Pannies, mugs and cups as well as glasses, canisters, jam-pots and ewers were pressed into service. Even the grey tomcat was drawn into the revelry. He mewed for more after he had lapped up a partially-filled saucer of stout. He took his time over the second saucer, purring with uncharacteristic abandon as the drink began to take hold. Finishing the saucer he staggered out into the moonlit night. Stars twinkled in every corner of the heavens and a full moon shed its pale light on the cobbled yard where simmered the life-saving soup on its iron grid. The tomcat leaped and landed on the smaller of the bogdeal slabs. He was assailed by giddiness for a moment or two but recovered almost at once and sat himself on the larger of the slabs. He savoured the tantalising odour and held his head over the space between the slabs from where the odour emanated. Finding the larger slab a trifle too hot he removed himself to the smaller and arched himself drunkenly before composing himself catlike for a short sojourn away from the hustle and bustle of the kitchen. For the second time that day he lapsed into a reverie which saw him in his heyday seducing she-cats at every hand's turn and devouring fish and fresh liver between bouts of concupiscence. It could truthfully be claimed that there wasn't a happier tomcat in the whole of Tubbernablaw that night.

Then the hand of chance imposed itself on the blissful scene. The sleeping tom felt neither its fingers or its shadow. He slept, impervious to the comings and goings near the house. He did not see the pair of drunken youths who had entered the moon-drenched haggard for no other purpose than to ease the strain on their over-pressed bladders.

When the business was complete they yelled loudly in unison at the unimpressionable moon and, finding that no response was forthcoming from that quarter, looked around for some other form of diversion. It was then they beheld the sleeping cat.
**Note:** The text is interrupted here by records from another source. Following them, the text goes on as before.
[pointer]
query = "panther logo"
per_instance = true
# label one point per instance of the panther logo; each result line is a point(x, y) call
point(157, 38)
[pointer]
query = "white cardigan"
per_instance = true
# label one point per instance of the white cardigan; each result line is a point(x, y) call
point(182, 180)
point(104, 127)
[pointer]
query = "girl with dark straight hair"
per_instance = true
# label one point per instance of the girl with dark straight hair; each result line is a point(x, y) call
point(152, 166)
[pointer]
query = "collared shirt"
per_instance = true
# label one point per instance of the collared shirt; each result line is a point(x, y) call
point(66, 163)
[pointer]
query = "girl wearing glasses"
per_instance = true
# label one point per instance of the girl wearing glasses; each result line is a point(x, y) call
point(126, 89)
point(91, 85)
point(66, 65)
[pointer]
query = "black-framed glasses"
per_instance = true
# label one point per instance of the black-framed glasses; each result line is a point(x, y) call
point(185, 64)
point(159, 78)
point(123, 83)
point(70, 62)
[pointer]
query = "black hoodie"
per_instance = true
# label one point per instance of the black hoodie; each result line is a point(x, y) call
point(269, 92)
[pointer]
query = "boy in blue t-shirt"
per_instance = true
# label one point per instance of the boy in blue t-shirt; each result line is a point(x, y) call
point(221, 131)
‘Look,' said the drunker of the pair, ‘at the neck of that cat, sleeping on top of the soup.'

‘Let him be,' said the other, ‘what harm is he doing?'

‘Suppose,' said his companion in an outraged tone, ‘that he piddles into the soup or maybe even worse!'

The pair tiptoed noiselessly until they reached the turf rick which dominated the far end of the haggard. Here they located two small black turf sods and, taking aim, dispatched both in the direction of the slumbering tom. The chance of either reaching the target, in any reckoning, must surely attract odds of thirty-three to one. The first of the small but rock-hard missiles veered left and landed harmlessly on the farmyard dung-heap. The second sped unerringly towards the victim as it raised its head, instinctively alerted by a sixth sense. It was, alas, too late. The sod landed on the crown of its head and laid it senseless. It slumped and then slid between the bogdeal slabs. It subsided without a miaow into the simmering soup.